Hubo un momento, en Praga, que comencé a añorar la patria. Vivir rodeado del castellano de México, sentir su ritmo, sus tonos, sus novedades fue haciéndose en mí una manía cada vez más avasalladora; los recuerdos de la juventud, la familia, los amigos, los sitios queridos fueron tejiendo mi entorno. Llegó el día de la decisión y en el otoño de 1988 regresé a México.
Unos cuantos meses después conocí personalmente ese fenómeno del que tenía una vaga idea por cartas y por la prensa mexicana, pero que no lograba imaginar del todo: la inversión térmica. La sufrí tres años; mis vías respiratorias, la piel, los ojos me exigieron un retiro, no ya de nuevo a Europa, sino a algún lugar en el interior del país. Después de algunos experimentos fallidos, llegué a Xalapa. La Universidad Veracruzana me acogió con cordialidad. He encontrado el lugar donde mejor he podido escribir, es decir, donde mejor he podido vivir.
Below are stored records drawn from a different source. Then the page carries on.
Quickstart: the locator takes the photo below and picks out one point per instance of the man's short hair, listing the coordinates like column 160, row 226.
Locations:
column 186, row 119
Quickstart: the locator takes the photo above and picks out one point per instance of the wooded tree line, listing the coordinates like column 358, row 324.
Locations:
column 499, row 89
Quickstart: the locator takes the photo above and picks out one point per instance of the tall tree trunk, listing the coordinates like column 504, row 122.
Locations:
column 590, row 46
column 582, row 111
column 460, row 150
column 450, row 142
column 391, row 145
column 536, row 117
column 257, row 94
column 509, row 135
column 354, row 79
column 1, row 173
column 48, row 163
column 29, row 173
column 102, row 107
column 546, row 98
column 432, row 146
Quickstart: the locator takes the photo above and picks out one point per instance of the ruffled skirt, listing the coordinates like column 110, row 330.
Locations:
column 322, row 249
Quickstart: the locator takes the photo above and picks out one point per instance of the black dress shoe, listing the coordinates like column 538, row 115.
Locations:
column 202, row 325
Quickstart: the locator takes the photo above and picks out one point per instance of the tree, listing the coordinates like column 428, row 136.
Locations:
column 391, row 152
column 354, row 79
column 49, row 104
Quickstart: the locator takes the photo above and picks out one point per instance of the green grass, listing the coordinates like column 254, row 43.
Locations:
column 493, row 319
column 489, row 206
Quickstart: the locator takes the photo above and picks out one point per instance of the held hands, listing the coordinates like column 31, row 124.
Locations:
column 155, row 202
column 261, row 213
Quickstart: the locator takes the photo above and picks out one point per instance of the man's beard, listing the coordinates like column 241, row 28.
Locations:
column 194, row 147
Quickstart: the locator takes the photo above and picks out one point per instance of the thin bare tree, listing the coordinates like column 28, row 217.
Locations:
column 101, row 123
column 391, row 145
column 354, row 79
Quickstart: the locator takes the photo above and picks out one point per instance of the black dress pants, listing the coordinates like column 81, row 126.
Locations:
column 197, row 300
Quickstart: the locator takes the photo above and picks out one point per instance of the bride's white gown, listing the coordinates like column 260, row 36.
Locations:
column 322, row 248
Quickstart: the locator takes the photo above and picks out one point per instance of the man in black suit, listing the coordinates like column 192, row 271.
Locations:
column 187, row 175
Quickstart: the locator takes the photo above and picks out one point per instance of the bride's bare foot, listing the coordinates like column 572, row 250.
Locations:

He logrado reunir en Xalapa mis libros, que estaban diseminados en casas de amigos y familiares y en bodegas. Una biblioteca reunida durante toda la vida, sin ningún tesoro bibliográfico, ya que no hay libros del siglo xvi, ni del xvii. Es sólo una colección de varios miles de volúmenes, que me han servido para comprender y, sobre todo, gozar de la literatura, desde los cantos homéricos hasta este día. Jamás podría leerla entera, ni siquiera aunque viviera otros 70 años, pero me permiten muchísimas opciones de lectura. Quisiera que esos libros ayudaran a otros más, los alumnos, los maestros y los investigadores de la Universidad Veracruzana. Si la Universidad lo consiente, la biblioteca sería donada a mi muerte. Tengo una deuda con la Universidad Veracruzana, no sólo por estos 12 años que me han permitido ampliar mi obra con tranquilidad, sino desde muchos años atrás, a través de la persona de un gran escritor, extraordinario editor y generoso amigo: Sergio Galindo, quien publicó en forma profesional mi primer libro de cuentos: Infierno de todos, y a casi a todos de los mejores escritores de mi generación: Juan Vicente Melo, Juan García Ponce, José de la Colina, entre otros. Antes había publicado yo un pequeño librito privado que ni siquiera llegó a las librerías. Sergio Galindo creyó en mí y me convirtió en un escritor. Muchas gracias a ustedes.